Obelisks for the god Amun
In fact, the New Kingdom was the peak period for the construction of obelisks, in which the most beautiful and tall ones were created, made with the most diverse materials: granite, quartzite, limestone, grauvaca…
Their silhouette appears on papyri, reliefs, paintings, and even amulets and jewelry.
Obelisks were erected in temples as a way of marking a “sacred” place. They used to be arranged in pairs before the pylons that flanked the doors of the sacred precincts.
In this way the dual aspect of the god Ra was manifested as the Sun and the Moon, since the Egyptians believed that the Moon was the nocturnal aspect of the king star.
In the Karnak temple, Thutmose I erected the first pair of obelisks, of which only one remains standing. In the same temple he was followed by two more from Thutmose II, two from Hatshepsut ( one of whom lies next to the temple’s sacred lake) and three from Thutmose III.
One of the latter must originally have reached 33 meters, which makes it the highest of those still standing.
Later, Thutmose IV erected another, like Seti I, although this king’s was smaller. For his part, Ramses II had a couple of new obelisks placed before the entrance of the newly built temple of Luxor; one of them was transferred to Europe in 1834 and today presides over the Place de la Concorde in Paris.
One cannot fail to mention the famous obelisk that was never erected because it was fractured in the Aswan quarry while the workers were carving it.
It is not known exactly which pharaoh ordered the work, but if it had been successful, with its almost 42 meters high and a weight of 1,168 tons it would have become the tallest and most imposing obelisk in Egypt.

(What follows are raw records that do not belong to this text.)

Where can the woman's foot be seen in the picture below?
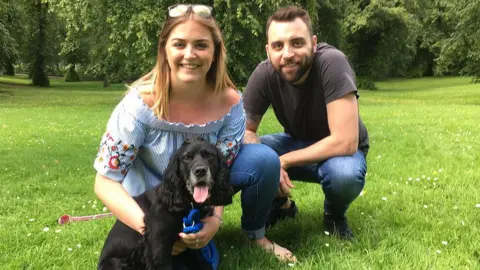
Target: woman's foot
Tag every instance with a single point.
(281, 253)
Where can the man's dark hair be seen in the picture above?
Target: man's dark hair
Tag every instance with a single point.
(289, 14)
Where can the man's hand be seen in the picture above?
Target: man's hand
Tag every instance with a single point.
(253, 121)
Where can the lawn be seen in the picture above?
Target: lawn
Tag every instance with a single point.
(420, 208)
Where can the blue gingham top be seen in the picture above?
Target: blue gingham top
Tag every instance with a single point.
(136, 146)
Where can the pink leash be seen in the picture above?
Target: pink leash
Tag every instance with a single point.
(68, 219)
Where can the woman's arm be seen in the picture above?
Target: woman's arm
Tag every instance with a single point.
(117, 200)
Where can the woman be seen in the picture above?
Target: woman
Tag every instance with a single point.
(187, 93)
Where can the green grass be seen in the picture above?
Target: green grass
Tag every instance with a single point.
(423, 161)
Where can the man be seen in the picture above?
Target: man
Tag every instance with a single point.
(311, 88)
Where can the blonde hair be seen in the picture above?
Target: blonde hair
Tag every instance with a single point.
(159, 76)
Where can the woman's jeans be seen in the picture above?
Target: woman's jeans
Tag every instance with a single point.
(256, 171)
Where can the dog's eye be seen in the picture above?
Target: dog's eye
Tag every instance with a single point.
(207, 155)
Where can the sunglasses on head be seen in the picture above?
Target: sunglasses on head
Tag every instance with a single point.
(182, 9)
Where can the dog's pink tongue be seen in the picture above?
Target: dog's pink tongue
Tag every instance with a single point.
(200, 194)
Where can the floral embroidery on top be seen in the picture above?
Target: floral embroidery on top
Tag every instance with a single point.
(229, 147)
(115, 154)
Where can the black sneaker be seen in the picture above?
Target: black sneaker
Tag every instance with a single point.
(337, 226)
(276, 214)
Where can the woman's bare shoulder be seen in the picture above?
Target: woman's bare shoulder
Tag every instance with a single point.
(147, 95)
(231, 97)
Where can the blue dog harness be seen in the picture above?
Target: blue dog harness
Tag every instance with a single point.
(192, 224)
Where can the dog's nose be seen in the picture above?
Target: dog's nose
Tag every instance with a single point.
(200, 171)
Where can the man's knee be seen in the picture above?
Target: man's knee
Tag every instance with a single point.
(346, 180)
(259, 161)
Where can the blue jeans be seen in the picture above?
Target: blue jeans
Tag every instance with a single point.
(256, 172)
(342, 178)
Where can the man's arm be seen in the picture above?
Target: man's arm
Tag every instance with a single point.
(253, 121)
(343, 139)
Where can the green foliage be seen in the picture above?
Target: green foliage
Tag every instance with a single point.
(10, 37)
(462, 47)
(38, 44)
(117, 40)
(423, 161)
(366, 83)
(71, 75)
(380, 38)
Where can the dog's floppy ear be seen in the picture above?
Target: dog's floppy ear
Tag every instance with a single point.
(172, 191)
(222, 190)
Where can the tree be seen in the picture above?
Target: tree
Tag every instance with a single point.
(463, 45)
(379, 38)
(10, 35)
(38, 43)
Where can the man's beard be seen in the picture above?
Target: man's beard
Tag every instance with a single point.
(300, 72)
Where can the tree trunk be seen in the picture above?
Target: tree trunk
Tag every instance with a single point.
(106, 80)
(72, 75)
(39, 77)
(9, 68)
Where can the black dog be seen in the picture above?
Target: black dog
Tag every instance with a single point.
(196, 175)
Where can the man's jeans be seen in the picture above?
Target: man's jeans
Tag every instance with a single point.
(256, 172)
(342, 178)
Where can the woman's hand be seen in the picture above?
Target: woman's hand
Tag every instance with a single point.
(178, 247)
(202, 238)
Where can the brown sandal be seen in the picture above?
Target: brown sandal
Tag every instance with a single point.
(283, 254)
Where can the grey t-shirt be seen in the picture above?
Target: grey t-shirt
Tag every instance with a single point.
(301, 109)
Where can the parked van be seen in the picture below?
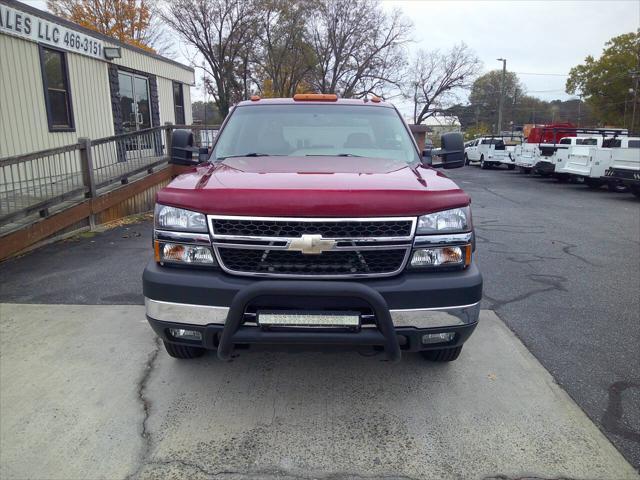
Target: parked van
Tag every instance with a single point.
(591, 163)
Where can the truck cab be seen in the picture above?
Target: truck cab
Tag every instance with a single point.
(487, 152)
(315, 221)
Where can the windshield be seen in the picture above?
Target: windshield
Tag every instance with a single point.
(312, 130)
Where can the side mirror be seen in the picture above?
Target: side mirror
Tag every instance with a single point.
(182, 149)
(426, 157)
(451, 154)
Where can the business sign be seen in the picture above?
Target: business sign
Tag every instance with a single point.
(36, 29)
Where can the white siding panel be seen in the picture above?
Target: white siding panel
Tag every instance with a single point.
(23, 114)
(155, 66)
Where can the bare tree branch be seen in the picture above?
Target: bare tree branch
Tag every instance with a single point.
(435, 78)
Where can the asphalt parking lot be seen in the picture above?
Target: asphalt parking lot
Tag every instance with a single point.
(561, 269)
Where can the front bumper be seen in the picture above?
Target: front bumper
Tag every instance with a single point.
(544, 167)
(626, 176)
(398, 310)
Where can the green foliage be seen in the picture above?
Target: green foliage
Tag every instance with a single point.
(606, 82)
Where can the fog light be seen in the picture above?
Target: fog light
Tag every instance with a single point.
(179, 253)
(434, 257)
(429, 338)
(185, 334)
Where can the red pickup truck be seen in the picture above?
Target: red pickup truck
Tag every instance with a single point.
(315, 221)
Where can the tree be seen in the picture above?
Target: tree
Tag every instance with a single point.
(223, 32)
(359, 48)
(129, 21)
(284, 58)
(436, 76)
(485, 94)
(202, 111)
(609, 82)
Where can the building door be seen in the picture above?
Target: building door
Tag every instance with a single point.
(134, 102)
(136, 114)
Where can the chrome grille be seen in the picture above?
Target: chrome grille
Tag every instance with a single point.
(285, 262)
(369, 247)
(328, 229)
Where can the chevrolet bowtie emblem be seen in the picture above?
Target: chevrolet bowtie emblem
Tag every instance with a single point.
(311, 244)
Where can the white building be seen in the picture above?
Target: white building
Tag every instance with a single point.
(60, 81)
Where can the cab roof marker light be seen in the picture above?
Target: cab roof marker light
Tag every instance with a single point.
(315, 97)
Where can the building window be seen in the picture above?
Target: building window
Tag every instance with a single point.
(178, 103)
(57, 95)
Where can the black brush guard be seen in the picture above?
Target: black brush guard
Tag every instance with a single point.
(234, 333)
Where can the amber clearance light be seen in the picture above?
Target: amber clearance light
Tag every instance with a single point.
(315, 97)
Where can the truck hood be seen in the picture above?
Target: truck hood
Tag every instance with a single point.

It constitutes eloquent proof of the titanic effort involved in carving these huge blocks of stone from a single piece, then transporting them by ramps and sledges to the Nile, transporting them by boat and placing them at their final destination.
Obelisks for everyone
Not all the obelisks in Egypt were the work of the pharaohs, nor did they have the monumental proportions of those that stood at the Karnak temple.
There were also smaller “private” obelisks, which were placed in private graves. For its construction, the express authorization of the monarch was required, since he had a monopoly on the stone and only gave it as a gift or reward to a specific individual.